Professor Slingo: No, I wouldn’t. We don’t know what the thickness of ice is across the whole Arctic with any confidence. We know that the sea ice extent has declined annually by 4% per decade, and in summer, yes that the sea ice is declining at a faster rate of 12% per decade. You also have to understand that it recovers pretty well as we go back into winter, so the 4% per decade annually is still there. We know there is some thinning but it is not as dramatic as those numbers would suggest.
So, this is ambiguous. She may just be reacting to the “further decreases may cause an immediate collapse of ice cover”. Although in answer to Q117 she has just said “We run quite a sophisticated sea ice model that includes the volume of ice, and it is fair to say, yes, there is a decline in the volume of ice” which I find surprising. If she is on top of a UKMO programme that parallels PIOMASS, why isn’t she quoting any numbers from it? That would be the natural thing to do. I’m not aware of UKMO/ Hadley “observational modelling” of sea ice like PIOMASS; they have HadISST, but that is area/extent type stuff. My suspicion is that JS has confused the climate-type GCM sea ice model with what PIOMASS are doing. Though if anyone has any better ideas, I’ll be interested to hear them.
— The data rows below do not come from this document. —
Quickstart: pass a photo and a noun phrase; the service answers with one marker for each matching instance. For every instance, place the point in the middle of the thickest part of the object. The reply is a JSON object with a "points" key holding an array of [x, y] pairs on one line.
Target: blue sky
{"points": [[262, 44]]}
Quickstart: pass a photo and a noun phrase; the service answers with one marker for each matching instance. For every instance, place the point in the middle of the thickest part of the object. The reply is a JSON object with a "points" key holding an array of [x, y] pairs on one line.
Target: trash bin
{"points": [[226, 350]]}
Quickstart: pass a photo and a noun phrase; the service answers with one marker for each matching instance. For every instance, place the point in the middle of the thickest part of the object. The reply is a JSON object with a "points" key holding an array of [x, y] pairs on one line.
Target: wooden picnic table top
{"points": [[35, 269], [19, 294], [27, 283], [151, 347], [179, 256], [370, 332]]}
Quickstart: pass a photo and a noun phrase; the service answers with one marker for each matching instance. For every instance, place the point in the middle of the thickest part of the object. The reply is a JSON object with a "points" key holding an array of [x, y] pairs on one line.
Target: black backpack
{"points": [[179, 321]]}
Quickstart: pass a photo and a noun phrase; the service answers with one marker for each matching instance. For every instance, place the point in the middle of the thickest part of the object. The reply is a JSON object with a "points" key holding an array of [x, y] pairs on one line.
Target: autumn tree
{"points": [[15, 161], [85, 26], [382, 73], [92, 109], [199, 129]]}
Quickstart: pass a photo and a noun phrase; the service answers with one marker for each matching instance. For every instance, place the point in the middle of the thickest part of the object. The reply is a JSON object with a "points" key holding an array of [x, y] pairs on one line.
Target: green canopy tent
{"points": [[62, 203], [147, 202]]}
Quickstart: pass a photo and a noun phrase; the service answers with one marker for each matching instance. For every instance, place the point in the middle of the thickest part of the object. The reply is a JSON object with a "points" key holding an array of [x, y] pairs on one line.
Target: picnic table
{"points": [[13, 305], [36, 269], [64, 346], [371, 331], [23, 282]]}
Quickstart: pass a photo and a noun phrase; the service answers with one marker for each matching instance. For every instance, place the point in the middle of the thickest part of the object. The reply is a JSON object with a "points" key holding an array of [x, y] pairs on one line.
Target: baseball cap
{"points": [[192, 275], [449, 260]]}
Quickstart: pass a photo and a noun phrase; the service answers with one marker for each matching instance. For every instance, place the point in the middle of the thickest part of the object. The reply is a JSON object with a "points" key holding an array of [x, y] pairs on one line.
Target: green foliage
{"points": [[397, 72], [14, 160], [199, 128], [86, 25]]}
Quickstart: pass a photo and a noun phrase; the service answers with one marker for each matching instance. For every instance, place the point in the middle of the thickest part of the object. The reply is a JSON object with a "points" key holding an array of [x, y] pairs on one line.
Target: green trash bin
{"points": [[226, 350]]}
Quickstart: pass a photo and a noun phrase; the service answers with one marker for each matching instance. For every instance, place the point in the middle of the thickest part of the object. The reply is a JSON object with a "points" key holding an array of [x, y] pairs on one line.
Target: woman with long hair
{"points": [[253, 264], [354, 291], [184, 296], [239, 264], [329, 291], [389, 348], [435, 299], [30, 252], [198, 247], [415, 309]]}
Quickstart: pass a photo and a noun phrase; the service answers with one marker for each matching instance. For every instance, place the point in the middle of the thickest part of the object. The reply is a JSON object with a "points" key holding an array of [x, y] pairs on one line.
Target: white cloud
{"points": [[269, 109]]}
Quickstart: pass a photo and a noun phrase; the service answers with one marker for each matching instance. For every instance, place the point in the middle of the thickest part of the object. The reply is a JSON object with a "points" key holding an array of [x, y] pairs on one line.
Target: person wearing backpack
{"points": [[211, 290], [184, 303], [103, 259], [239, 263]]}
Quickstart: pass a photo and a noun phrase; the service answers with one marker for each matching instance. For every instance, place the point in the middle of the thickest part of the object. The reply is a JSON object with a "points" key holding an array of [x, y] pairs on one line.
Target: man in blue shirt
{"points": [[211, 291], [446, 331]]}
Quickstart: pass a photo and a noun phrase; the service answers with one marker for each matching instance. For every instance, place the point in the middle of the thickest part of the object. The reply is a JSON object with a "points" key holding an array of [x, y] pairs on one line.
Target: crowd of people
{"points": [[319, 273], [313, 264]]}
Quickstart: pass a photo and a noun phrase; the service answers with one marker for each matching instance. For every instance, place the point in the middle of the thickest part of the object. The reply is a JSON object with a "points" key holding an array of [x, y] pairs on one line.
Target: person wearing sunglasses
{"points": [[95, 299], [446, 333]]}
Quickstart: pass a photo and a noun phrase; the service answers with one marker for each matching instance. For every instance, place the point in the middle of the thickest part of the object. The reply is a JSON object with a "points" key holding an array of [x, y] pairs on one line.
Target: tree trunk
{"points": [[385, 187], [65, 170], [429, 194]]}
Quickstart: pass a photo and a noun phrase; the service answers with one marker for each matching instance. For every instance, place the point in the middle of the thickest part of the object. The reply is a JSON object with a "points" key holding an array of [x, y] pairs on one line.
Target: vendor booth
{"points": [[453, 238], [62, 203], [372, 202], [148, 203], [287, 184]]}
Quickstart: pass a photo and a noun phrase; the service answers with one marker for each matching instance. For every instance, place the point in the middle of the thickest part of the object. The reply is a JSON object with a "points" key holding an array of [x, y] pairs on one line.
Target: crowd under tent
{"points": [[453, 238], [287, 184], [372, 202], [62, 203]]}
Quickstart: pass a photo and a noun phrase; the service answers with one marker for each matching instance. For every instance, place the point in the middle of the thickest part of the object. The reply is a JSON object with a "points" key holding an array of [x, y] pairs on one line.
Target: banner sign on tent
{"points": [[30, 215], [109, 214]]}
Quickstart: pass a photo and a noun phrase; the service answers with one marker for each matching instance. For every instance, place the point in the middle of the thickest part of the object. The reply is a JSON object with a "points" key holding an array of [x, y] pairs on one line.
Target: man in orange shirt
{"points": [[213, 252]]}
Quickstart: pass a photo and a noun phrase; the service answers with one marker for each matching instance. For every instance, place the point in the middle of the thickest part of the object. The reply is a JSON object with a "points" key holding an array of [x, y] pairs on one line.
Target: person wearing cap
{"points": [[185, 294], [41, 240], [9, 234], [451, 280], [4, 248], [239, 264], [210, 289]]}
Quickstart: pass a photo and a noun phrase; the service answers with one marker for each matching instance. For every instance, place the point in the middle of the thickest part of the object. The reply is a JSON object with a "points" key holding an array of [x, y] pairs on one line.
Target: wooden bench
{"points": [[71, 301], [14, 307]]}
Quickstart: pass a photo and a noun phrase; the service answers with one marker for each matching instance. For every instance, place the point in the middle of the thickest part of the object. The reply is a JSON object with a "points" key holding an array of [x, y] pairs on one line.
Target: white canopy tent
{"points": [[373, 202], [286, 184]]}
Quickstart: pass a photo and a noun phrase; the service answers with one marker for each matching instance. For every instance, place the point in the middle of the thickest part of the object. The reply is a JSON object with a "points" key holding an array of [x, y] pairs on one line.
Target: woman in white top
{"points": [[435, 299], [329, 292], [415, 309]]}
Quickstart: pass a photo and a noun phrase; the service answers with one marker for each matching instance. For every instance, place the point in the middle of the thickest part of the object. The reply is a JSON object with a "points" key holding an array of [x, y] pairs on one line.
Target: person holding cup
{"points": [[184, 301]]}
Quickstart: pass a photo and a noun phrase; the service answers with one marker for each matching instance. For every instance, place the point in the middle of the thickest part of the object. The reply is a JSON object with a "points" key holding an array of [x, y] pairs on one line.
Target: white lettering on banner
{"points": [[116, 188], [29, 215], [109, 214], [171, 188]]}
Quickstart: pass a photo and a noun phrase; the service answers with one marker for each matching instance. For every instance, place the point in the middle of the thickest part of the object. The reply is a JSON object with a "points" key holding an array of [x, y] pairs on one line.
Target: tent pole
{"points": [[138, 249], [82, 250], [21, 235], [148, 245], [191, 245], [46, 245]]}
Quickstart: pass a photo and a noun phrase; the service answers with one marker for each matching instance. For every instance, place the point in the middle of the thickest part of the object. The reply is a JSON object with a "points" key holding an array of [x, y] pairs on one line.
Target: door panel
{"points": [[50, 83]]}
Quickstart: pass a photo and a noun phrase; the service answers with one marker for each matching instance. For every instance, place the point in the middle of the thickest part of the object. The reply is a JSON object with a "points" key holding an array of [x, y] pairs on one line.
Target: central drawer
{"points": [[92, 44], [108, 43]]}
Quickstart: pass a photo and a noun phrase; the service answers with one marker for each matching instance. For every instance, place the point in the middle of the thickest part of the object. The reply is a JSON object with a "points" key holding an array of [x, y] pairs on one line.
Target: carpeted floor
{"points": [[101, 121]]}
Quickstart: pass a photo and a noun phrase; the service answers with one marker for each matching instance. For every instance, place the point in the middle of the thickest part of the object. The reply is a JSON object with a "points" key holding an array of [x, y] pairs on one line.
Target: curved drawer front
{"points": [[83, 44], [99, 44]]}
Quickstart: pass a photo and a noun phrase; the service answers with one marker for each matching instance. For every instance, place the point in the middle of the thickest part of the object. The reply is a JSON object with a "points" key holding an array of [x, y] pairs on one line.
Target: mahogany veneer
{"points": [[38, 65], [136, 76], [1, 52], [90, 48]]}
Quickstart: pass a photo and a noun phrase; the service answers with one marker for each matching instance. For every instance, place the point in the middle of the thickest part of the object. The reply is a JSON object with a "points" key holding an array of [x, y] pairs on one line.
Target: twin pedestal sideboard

JS isn’t a sea-ice modeller; I wouldn’t give any particular credence to what she says, at least insofar as it could be considered an interpretation of the PIOMAS 75% figure.
But…
Finally, Scott notices the other anomaly, that “If they were talking about volume, then last year was the LOWEST, not second lowest. Thus, if they’re talking about modeled volume (at the summer minimum), then the second sentence is wrong”. This is (at last) a fair point (and one that AW is happy to sieze upon, since his existing “rebuttal” of its-not-volume is so unconvincing). The answer I can think of is that by the standards of newspaper journalism, swapping from volume in one sentence to extent in the next is hardly a big leap, indeed such a tiny one that they wouldn’t even notice it.
It is estimated that the North Pole could be ice-free in the summer within the next 10-20 years
I suppose we’re left with that. What does it mean? Hard to know. If you meant, literally, just the North Pole then maybe its plausible. If “North Pole” is a proxy for the whole sea ice cover, then I’m dubious. But you know that already.
Self-doubt?
In this case, if you strip out the mood-music from the peanut gallery and look only at the comments where people have made at least a small attempt to think, the crowd doesn’t do too badly, considering that they have all been put off the true scent by the trail AW has tried to lead. Dave, a True believer, even gently criticises WUWT for not writing a very good response to the Grauniad. Mat L argues
C’mon Anthony, you lose credibility when you start comparing sea ice extent with a volume metric and saying they don’t match. Fair enough if you missed this when writing the article, but now it has been pointed out to you, it’s disingenuous not to update your post/ graph.
[Update: I’m banned at WUWT. I’ve had some fun tweaking AW’s source for this nonsense, though -see the comments there. Back at WUWT, PaulB is doing a good bulldog on AW. I am curious to see how long before he gets stomped on – W]
Refs
* Nick Stokes has a nice set of plots of the PIOMAS data by year, etc., and with his nice “anomaly with trend removed”.